Planning Considerations for U.S. Beneficiaries of Foreign Trusts
High net worth individuals will typically utilize trust planning as a means of preserving assets and providing income and principal to future generations. Properly structured trusts can also be used to minimize exposure to U.S. estate and other wealth transfer type taxes. Trusts can be formed pursuant to domestic law or pursuant to laws of a foreign country. This article addresses the tax traps associated with trusts that meet the definition of a foreign trust and that are intended to benefit U.S. persons.
For U.S. tax purposes, a trust is classified as either a domestic trust or a foreign trust. To help determine a trust’s classification the IRS has provided a “court test” and a “control test.” A trust will usually be considered a foreign trust if it fails either of these tests.
Court Test: To satisfy the court test, a U.S. court must have the authority to address and exercise primary supervision over all substantial issues about the administration of the trust. Thus, a trust agreement that is governed exclusively under the laws of a foreign court will ordinarily not be considered a U.S. trust.
Control Test: Under the control test, one or more U.S. persons must have the authority to control all substantial decisions of the trust. A trust will be deemed to satisfy the control test if there is a U.S. trustee that is able to control all decisions relating to trust distributions and trust investment decisions and there is no foreign person that is able to veto the U.S. trustee’s actions.

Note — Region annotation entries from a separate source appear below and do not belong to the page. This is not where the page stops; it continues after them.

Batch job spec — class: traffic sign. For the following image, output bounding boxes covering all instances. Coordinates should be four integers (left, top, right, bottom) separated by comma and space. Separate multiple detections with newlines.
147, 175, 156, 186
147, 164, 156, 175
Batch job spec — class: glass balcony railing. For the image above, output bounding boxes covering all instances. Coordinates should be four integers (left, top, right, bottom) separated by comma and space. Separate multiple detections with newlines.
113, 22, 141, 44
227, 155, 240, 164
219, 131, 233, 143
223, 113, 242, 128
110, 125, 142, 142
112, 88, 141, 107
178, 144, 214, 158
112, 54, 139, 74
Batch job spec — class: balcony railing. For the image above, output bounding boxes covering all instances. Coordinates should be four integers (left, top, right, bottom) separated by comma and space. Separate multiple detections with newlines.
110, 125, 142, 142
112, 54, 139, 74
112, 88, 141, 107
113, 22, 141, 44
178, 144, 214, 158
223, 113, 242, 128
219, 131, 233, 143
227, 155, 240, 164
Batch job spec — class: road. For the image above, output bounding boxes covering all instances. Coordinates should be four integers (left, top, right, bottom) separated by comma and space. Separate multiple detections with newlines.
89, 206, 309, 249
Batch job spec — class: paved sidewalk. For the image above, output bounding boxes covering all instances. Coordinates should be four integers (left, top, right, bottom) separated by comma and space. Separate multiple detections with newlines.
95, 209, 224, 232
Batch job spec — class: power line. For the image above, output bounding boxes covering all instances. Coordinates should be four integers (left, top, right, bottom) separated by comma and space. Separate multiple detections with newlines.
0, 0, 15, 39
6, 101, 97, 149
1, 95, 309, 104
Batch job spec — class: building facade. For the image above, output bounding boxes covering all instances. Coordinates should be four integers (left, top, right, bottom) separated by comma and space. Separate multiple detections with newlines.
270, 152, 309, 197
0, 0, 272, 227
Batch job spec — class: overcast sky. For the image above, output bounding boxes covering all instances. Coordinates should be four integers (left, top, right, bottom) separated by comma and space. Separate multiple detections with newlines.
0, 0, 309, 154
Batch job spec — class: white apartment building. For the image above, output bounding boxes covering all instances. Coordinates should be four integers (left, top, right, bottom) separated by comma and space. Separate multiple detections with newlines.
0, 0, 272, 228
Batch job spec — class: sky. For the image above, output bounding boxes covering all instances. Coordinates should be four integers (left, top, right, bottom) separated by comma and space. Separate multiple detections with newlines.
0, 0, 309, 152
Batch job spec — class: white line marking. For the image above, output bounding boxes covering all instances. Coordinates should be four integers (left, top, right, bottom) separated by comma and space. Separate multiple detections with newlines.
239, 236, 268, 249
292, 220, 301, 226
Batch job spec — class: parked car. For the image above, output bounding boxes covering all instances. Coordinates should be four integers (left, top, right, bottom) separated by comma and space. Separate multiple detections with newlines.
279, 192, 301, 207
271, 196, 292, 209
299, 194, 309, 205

Foreign Trust Tax Situs - Income Tax Concern
Domestic trusts are generally subject to U.S. income tax on their worldwide income. Depending on the terms of the trust, the income tax on the income earned during the year will be paid by the trust, the grantor or the beneficiaries. A domestic trust that accumulates income instead of distributing it to the beneficiaries will normally incur the income tax on the retained ordinary and capital gain income.
In contrast, a foreign trust that is created by a foreigner (who is not a U.S. tax resident) is only subject to U.S. taxation on U.S. source income. U.S. source income includes income from the active conduct of a U.S. trade or business and U.S. portfolio income. Income from certain types of U.S. debt obligations, bank saving accounts and capital gains from the disposition of intangible assets are often exempt from U.S. taxation.
A U.S. beneficiary of a foreign trust is generally not subject to U.S. income tax until such time the beneficiary receives a distribution. Thus, it is possible for a foreign trust to accumulate income for many years without being subject to U.S. income tax. The tax trap faced by U.S. beneficiaries is that the accumulated income is ultimately subject to a tax and interest charge once it is distributed from the foreign trust. The toll charge on the accumulated income can be significant for a trust that has accumulated income for a number of years.
Fortunately, a trust will not be considered to have accumulated income during the lifetime of the trust settlor if the settlor retained certain rights over the trust property or the right to revoke the trust. In this case, the trust income will be attributable to the foreign settlor and not to the U.S. beneficiary. In such a case, the U.S. beneficiary will only have exposure to U.S. taxation on the accumulated income subsequent to the demise of the foreign trust settlor.
Foreign Trust Status - Estate Tax Concern
If foreigner creates a foreign trust and retains the beneficial enjoyment of the trust assets then for U.S. estate tax purposes the trust is ignored at the time of death. This could potentially lead to a tax trap in the form of a U.S. estate tax on assets owned by the foreign trust that have a U.S. situs. A planning strategy used to avoid this potential exposure to U.S. estate tax is to have the settlor’s assets held by an offshore corporation whose shares are owned by the foreign trust.
Holding assets of a foreign trust in an offshore corporation can pose potential tax problems for a U.S. beneficiary of a foreign trust. This will typically be the case if the settlor has established a foreign trust and has retained powers over the trust that could subject the assets to U.S. estate tax at the settlor’s death. The offshore corporation will be treated for U.S. income tax purposes as a “controlled foreign corporation” or “passive foreign investment company.” These companies are viewed as potentially abusive by the IRS and may require that the U.S. beneficiaries of the foreign trust report income on a current basis. This could result in phantom income on which the U.S. beneficiary would owe income tax with no guarantee of having access to trust funds to pay the income tax.
The trustee of the foreign trust should quickly contact a U.S. tax advisor upon learning that the foreign settlor has died or is in poor health. Depending on the facts and circumstances, it may be possible to modify the offshore company’s holdings and liquidate the offshore company to avoid tax issues associated with controlled foreign companies and passive foreign investment companies.
Advanced planning is also recommended for U.S. persons who expect to receive inheritances or gifts from foreign family members that include shares of offshore companies.